Crypto lending platform Nexo has increased the size of its buyback program, giving the company more discretion to buy back its native token to drive interest payments or make strategic investments in the future.
On August 30, Nexo revealed that its board of directors had committed an additional $50 million for buybacks, building on the company’s initial $100 million program launched in November 2021. The approval allows for the discretionary buyback of up to $50 million worth of NEXO tokens on the open market.
NEXO is the platform’s native cryptocurrency that offers users the ability to earn interest and get lower interest rates on loans. The token currently has a market capitalization of $563.6 million and a 24-hour trading volume of $46.7 million, according to data from the Nexo website.
The company said it increased the size of its buyback program to demonstrate its “strong liquidity position” and its willingness to invest in its community. The initiative will take place over six months, and all tokens repurchased will be subject to a 12-month vesting period. Once the acquisition period is over, the repurchased tokens can be used to pay daily interest with NEXO tokens or make strategic investments “through token mergers,” the company said.

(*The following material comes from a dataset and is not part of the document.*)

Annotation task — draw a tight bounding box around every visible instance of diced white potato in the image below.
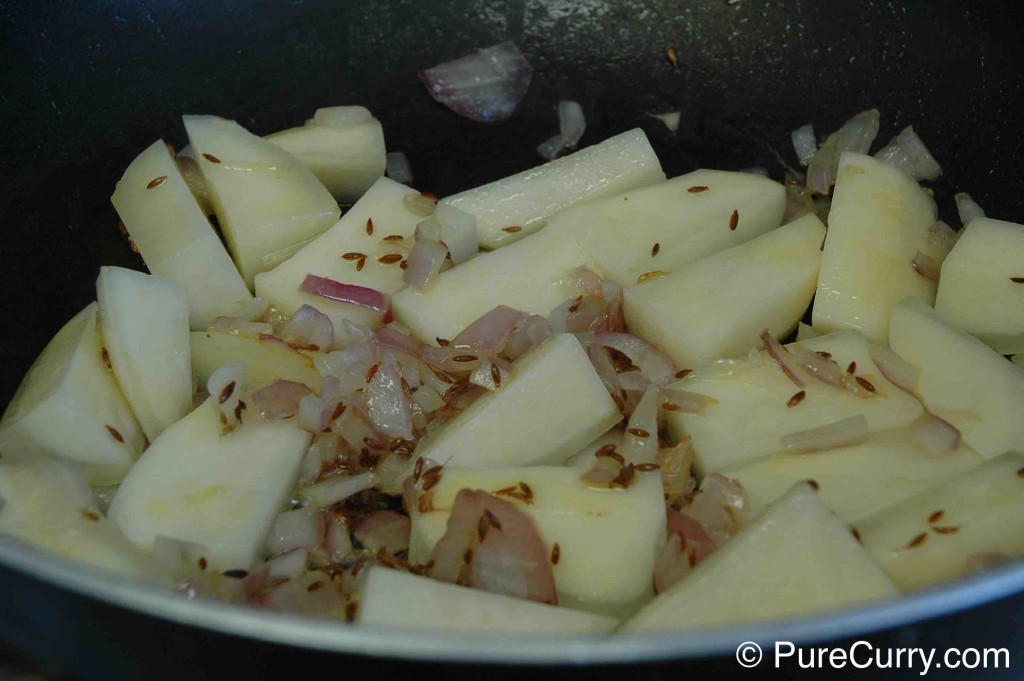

Nexo has wanted to demonstrate its financial strength amid the bear market, even going so far as to ask Citigroup for advice on the best way to acquire struggling cryptocurrency companies. Although the entire crypto-asset sector has been shaken by the implosion of the Terra ecosystem, the centralized finance companies such as Celsius, Voyager Digital and BlockFi are the ones that have suffered the biggest setback.
The cryptocurrency market remains in a precarious state, with Bitcoin (BTC) showing a strong correlation with traditional equities. Some analysts fear that this strong correlation could trigger another selloff in digital assets, as traditional markets continue to react to the Fed’s actions.